Arkadaşlarım üye için sayaç tutmadığımı, sayılara hiçbir zaman takılıp kalmadığımı bilirler. Biz, bütün bu üye sirkülasyonunu, üye geliş ve gidişlerini sayıyla değil hep insani ve ahlaki boyutuyla değerlendirdik.
Sendikasından ayrılırken insanların nasıl utandığını, mahcubiyetini gizlemek için nasıl köşe bucak kaçtıklarını, bazılarının işi arsızlığa ve yüzsüzlüğü verip kendilerince haklı ama komik gerekçeler icat ettiklerini gördük.
Her ne ve kim olursa olsun, insanı aşağılayan, insanın aşağılanmasından medet uman, sözde yükselişini insanın ve insanlığın irtifa kaybetmesine endeksleyen kişi ve kurum her kim olursa olsun, Allah’ından bulsun.
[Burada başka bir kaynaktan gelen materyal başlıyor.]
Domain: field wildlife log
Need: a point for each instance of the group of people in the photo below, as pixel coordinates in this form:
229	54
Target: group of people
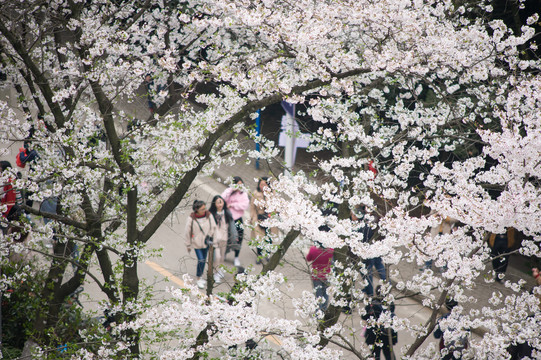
221	227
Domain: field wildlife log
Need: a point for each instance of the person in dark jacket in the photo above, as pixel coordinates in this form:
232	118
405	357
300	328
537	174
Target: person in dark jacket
378	337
İnsanı; vicdanı, iradesi, aklı, değer yargıları, haram-helal ölçüsü dışında bir tercihe zorlayan her kim ve ne ise Allah belasını versin.
Kesinlikle istifa edenlere istifa gerekçelerini sormam ama çoğunun istifası ve malum sendikaya üye oluş gerekçeleri, insan iradesine saygısızlığın geldiği noktayı gösteriyor;
Ben yurt dışı mülakatına gireceğimde, istifa et gel, dediler.
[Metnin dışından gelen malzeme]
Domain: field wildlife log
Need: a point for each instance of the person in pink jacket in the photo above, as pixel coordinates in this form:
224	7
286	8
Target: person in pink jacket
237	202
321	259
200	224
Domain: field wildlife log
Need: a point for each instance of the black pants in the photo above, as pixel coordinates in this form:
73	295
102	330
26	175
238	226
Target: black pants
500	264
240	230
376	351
Eşim, eş durumundan tayin isteyecek bize geç de eşini senin yanına aldıralım, dediler.
Son kozları malum; Bütün müdürlükler sıfırlandı, beni müdür yapacaklarmış !
Görevde mi yükseleceksin geç o sendikaya, tayin mi yaptıracaksın geç o sendikaya, torpil mi lazım geç o sendikaya, vekaleten idareci mi olacaksın geç o sendikaya, karnın mı ağrıyor geç o sendikaya.
Diyorum ya, bana insan iradesiyle, kişinin aklı, irfanı ve vicdanıyla tercih ederek üye olanını getirin, heykelini dikeceğim. Yok, bulamazsınız.
Zaten malum sendikaya sendikal gerekçelerle üye olacak adamın aklından şüphe etmemek mümkün değil, çünkü sendika değiller.
Memur-Sen Genel Başkan yardımcısı Murat Bilgin 2 Ocak 2013 tarihinde Aktif Eğitm-Sen ayrılırken onları Uhut Dağı’nın Okçularına benzeterek aslında yaptıkları işin tamamen İdeolojik olduğunu açıkça dillendirmişti. Yani küffara karşı bir mücadele verdiğini ima etmiş ve bu kategoriye kendi yanında yer almayan herkesi katmıştır. Bu gün de malum zihniyet yaptığı basın açıklamasıyla aynı görüşünü devam ettirmektedir.
Hükümetle neredeyse her konuda fikir birlikteliği içerisinde bulunması da memurların haklarını almada aslında bir fren görevi üstlenmiştir. Malum anlayış rica ederek, el pençe bağlayarak, Padişahım çok yaşa diyerek hak aramaktır. Buna sendikacılık tanımında yer var mı? takdir kamu çalışanlarınındır.
Bugün Eğitim ve Öğretim iş kolunda sahada sendikal faaliyet yürüten dostlara şu sorular sorulsa ne cevap alırız.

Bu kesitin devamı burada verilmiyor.